Peter Ponzo, a retired faculty member in Applied Mathematics, at the University
of Waterloo, passed away in 2020, at the age of 85.
During his retirement, Peter blogged about his misadventures in investing his retirement savings. He
was especially interested in * decumulation* strategies, i.e.
how to invest and spend down your
money during retirement.

Nobel laureate William Sharpe
has referred
to
decumulating savings
during retirement as *``the nastiest, hardest problem in finance''*.
Why is this so hard? Basically, you have to deal with uncertain longevity, volatility in the financial markets,
and deciding how much to withdraw each year. Although traditionally annuities have been suggested as
a way around the longevity issue, annuities are very
unpopular
with most retirees, due to meager payouts
in the current low-interest rate environment, lack of true inflation protection, poor pricing, and no access to cash in
the event of an emergency.

So, the retiree has to devise a strategy by him/her self. What about financial planners? Unfortunately, this is not a popular area for planners, who typically get paid a percentage of assets under management. A retiree's portfolio will be decreasing as withdrawals take place during retirement, hence the planners fees get smaller as the retiree gets older. So, just when the strategy becomes very important (smaller portfolios, uncertain number of years remaining), the planner gets the smallest fee. Good luck finding someone who wants to manage this.

One of the interesting strategies devised by Professor Ponzo, was what I'll call the Canasta strategy

*''If we have a good year,
we take a trip to China,...if we have a bad year, we stay home and play canasta.''*

Is this a good strategy? Well, the decumulation problem can be posed as an exercise in optimal stochastic control. Given an initial pot of money, we assume that a 65-year old male wants to maximize his total withdrawals over 30 years, and minimize the risk of running out of cash.

The probability of a 65-year old Canadian male attaining the age of 95 is about 0.13. So, we are being conservative here in terms of longevity, although there is still a chance that our retiree will attain his 96'th birthday.

Risk is measured in terms of the Expected Shortfall at the 5% level.
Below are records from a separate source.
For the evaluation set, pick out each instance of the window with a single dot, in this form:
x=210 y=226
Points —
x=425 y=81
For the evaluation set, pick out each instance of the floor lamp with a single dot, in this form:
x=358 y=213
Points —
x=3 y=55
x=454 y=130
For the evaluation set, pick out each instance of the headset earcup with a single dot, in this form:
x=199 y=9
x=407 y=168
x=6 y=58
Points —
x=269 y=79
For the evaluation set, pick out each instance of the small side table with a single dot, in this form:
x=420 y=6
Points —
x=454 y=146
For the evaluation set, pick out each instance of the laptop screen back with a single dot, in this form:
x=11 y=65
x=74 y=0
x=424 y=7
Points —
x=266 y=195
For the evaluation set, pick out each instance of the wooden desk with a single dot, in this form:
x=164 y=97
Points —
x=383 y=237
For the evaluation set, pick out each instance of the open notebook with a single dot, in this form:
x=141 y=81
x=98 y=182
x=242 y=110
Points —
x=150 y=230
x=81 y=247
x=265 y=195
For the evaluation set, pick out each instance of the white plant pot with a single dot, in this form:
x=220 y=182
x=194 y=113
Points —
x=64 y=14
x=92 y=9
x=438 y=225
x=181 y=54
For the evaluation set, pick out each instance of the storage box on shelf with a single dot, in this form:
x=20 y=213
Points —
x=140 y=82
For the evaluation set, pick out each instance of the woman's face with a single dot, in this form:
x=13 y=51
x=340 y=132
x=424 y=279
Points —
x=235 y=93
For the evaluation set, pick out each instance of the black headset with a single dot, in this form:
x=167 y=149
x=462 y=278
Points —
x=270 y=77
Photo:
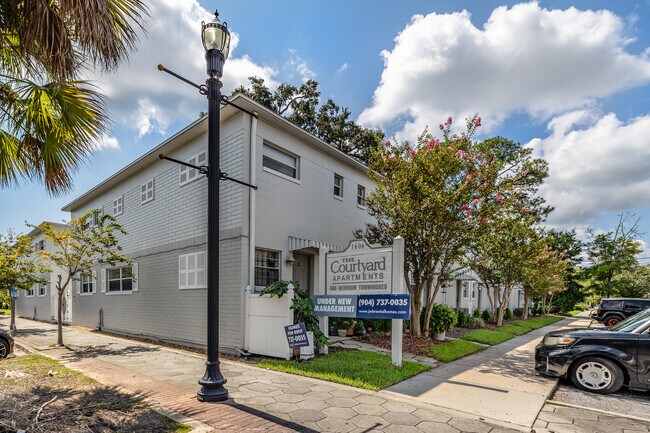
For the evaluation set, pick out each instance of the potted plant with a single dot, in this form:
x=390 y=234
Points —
x=359 y=328
x=443 y=319
x=343 y=328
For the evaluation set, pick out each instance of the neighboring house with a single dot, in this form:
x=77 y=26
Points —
x=310 y=196
x=41 y=301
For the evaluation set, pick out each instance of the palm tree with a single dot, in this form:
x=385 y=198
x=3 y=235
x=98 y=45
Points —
x=49 y=119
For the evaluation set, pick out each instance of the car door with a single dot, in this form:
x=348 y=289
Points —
x=644 y=359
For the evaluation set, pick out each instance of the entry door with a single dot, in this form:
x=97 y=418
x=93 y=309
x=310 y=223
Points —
x=302 y=271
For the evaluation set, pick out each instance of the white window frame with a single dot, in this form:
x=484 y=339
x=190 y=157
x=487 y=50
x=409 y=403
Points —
x=118 y=206
x=295 y=167
x=258 y=266
x=339 y=186
x=120 y=279
x=90 y=282
x=361 y=196
x=146 y=188
x=192 y=268
x=192 y=174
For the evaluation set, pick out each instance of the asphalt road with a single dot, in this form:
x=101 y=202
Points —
x=636 y=403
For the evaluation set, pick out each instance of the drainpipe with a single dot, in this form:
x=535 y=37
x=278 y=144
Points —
x=251 y=214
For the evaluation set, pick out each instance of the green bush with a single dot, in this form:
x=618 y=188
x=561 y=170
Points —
x=475 y=323
x=443 y=318
x=462 y=318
What is Expected Shortfall? This is simply the mean of the worst 5% of the outcomes in terms of the amount of cash left in the portfolio at age 95.
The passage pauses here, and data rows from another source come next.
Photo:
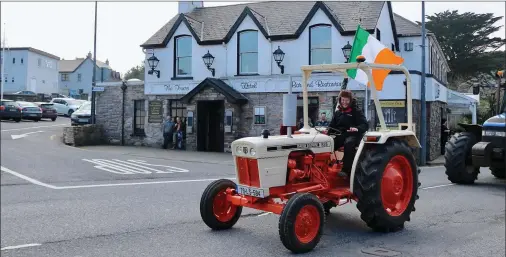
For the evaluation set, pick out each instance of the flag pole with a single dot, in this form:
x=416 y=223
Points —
x=423 y=118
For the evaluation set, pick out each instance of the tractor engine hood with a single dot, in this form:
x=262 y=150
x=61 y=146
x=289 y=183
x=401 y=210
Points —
x=276 y=146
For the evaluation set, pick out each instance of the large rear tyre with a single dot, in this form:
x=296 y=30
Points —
x=386 y=185
x=458 y=163
x=216 y=212
x=301 y=223
x=498 y=172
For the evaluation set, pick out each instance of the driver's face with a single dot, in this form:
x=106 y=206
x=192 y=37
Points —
x=345 y=102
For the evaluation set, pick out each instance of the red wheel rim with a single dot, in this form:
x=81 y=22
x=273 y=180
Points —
x=307 y=224
x=397 y=185
x=223 y=210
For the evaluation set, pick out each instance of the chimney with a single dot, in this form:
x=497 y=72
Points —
x=188 y=6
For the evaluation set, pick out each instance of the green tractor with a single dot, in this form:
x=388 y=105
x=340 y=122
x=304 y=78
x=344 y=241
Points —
x=479 y=146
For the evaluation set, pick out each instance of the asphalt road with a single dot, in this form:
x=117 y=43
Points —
x=58 y=200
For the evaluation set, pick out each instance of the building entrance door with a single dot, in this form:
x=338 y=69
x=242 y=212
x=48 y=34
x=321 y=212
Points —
x=210 y=127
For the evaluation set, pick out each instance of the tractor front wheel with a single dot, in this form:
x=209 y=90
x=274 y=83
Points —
x=386 y=185
x=458 y=164
x=216 y=211
x=301 y=223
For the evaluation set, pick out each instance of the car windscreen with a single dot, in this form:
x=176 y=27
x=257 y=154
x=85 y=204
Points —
x=47 y=106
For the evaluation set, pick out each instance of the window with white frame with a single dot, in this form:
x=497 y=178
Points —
x=260 y=115
x=320 y=44
x=247 y=52
x=183 y=54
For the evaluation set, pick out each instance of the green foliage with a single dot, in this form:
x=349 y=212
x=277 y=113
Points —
x=136 y=72
x=466 y=40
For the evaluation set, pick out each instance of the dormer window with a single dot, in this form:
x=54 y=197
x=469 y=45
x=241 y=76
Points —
x=320 y=44
x=183 y=56
x=247 y=52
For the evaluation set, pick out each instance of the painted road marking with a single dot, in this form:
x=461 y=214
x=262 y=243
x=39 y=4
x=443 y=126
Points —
x=132 y=167
x=36 y=182
x=59 y=125
x=19 y=246
x=25 y=134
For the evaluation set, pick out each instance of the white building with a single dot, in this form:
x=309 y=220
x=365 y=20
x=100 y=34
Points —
x=247 y=85
x=27 y=68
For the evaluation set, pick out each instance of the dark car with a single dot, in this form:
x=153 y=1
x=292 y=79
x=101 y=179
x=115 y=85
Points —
x=48 y=110
x=82 y=115
x=10 y=110
x=30 y=111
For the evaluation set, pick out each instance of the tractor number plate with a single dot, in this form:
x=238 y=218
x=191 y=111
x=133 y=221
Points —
x=256 y=192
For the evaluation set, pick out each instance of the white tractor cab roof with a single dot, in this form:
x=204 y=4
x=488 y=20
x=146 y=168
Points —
x=366 y=67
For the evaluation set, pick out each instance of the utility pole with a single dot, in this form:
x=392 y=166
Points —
x=3 y=66
x=423 y=118
x=94 y=70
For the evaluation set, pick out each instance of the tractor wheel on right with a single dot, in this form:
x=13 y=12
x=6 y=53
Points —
x=301 y=223
x=386 y=185
x=498 y=172
x=458 y=163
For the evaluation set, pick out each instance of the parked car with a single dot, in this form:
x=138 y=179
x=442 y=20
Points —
x=30 y=111
x=48 y=110
x=65 y=106
x=10 y=110
x=82 y=115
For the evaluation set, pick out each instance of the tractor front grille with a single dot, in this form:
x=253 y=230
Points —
x=247 y=172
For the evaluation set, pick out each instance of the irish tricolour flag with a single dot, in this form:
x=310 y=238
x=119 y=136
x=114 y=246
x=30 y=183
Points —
x=374 y=52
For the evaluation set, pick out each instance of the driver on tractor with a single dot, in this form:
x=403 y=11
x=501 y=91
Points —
x=352 y=124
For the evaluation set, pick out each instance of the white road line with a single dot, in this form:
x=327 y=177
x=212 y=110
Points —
x=59 y=125
x=31 y=180
x=19 y=246
x=36 y=182
x=445 y=185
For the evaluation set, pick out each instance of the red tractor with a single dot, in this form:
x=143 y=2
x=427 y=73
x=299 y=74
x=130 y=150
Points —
x=296 y=177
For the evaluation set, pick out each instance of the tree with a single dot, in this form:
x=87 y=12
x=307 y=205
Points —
x=465 y=39
x=136 y=72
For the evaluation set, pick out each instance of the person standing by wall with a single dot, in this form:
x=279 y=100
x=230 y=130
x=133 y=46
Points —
x=168 y=131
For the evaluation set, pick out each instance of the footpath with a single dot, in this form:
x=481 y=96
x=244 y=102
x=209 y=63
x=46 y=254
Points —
x=165 y=154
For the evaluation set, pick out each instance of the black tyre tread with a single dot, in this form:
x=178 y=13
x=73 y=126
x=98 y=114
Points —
x=457 y=157
x=206 y=205
x=368 y=181
x=498 y=172
x=287 y=222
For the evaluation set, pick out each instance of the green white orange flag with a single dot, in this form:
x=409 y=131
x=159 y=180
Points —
x=374 y=52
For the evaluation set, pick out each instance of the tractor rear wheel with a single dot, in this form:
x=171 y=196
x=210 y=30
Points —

There are two decision variables in this problem (which are also termed *controls*).

- The amount of cash withdrawn each year.
- It makes sense to impose minimum and maximum withdrawal amounts. The minimum amount is based on funding necessary expenses. We also impose a maximum withdrawal amount, since we assume the retiree has little use for a huge cash infusion in any one year.
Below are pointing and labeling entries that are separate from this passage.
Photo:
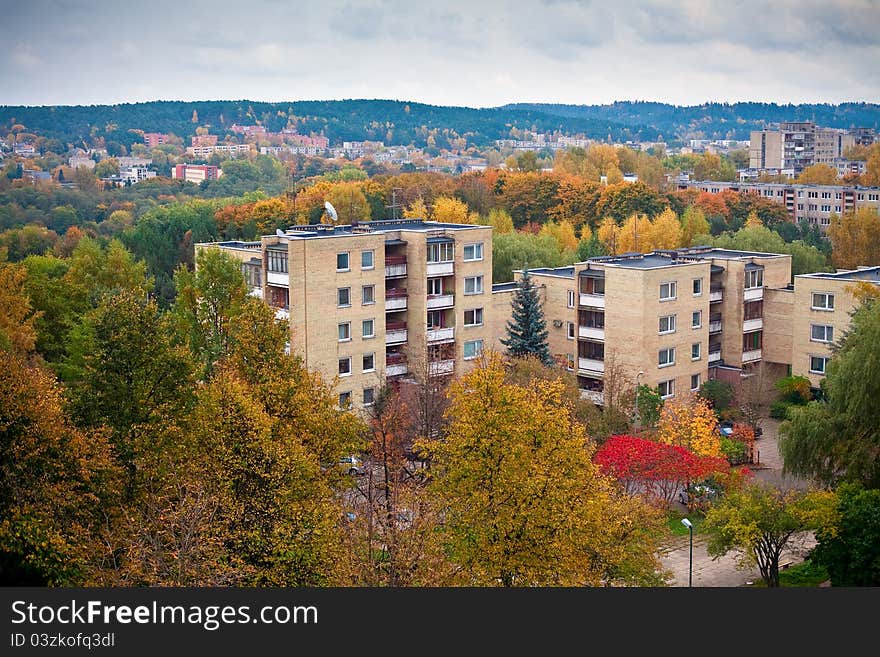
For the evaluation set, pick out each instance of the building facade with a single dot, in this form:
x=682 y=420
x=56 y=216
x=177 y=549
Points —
x=377 y=300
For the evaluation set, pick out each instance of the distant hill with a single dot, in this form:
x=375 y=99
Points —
x=399 y=122
x=393 y=122
x=714 y=120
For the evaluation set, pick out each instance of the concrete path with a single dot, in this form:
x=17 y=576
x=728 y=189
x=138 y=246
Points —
x=723 y=572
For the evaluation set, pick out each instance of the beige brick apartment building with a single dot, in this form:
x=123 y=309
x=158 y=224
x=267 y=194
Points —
x=363 y=299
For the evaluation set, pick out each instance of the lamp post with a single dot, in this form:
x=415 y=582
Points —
x=687 y=523
x=636 y=404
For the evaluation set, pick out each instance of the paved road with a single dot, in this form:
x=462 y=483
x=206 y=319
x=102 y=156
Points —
x=723 y=572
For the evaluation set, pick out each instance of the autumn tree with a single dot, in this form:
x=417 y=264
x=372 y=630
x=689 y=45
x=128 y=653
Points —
x=760 y=522
x=855 y=238
x=526 y=328
x=524 y=504
x=688 y=421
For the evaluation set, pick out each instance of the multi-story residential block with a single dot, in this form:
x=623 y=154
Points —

- The asset allocation strategy.
- The retiree's portfolio consists of a stock index and a bond index, so the allocation strategy is simply the fraction of the portfolio invested in stocks. Use of Leverage or short selling is not permitted.

Being a retiree myself, I was very interested in solving the stochastic control problem. The results are summarized in the working paper (to appear in the North American Actuarial Journal in 2021).

Perhaps the most intriguing outcome of this work concerns the withdrawal controls,
i.e. the amount taken out of the portfolio each year. It turns out
that, to a good approximation, the withdrawal controls are * bang-bang*. This means that the optimal strategy is
to withdraw only at either the minimum or maximum amount each year.

Basically, if the portfolio increases in value (i.e. the stock market goes up), you should withdraw at the maximum amount. If the stock market drops, you should withdraw at the smallest possible rate.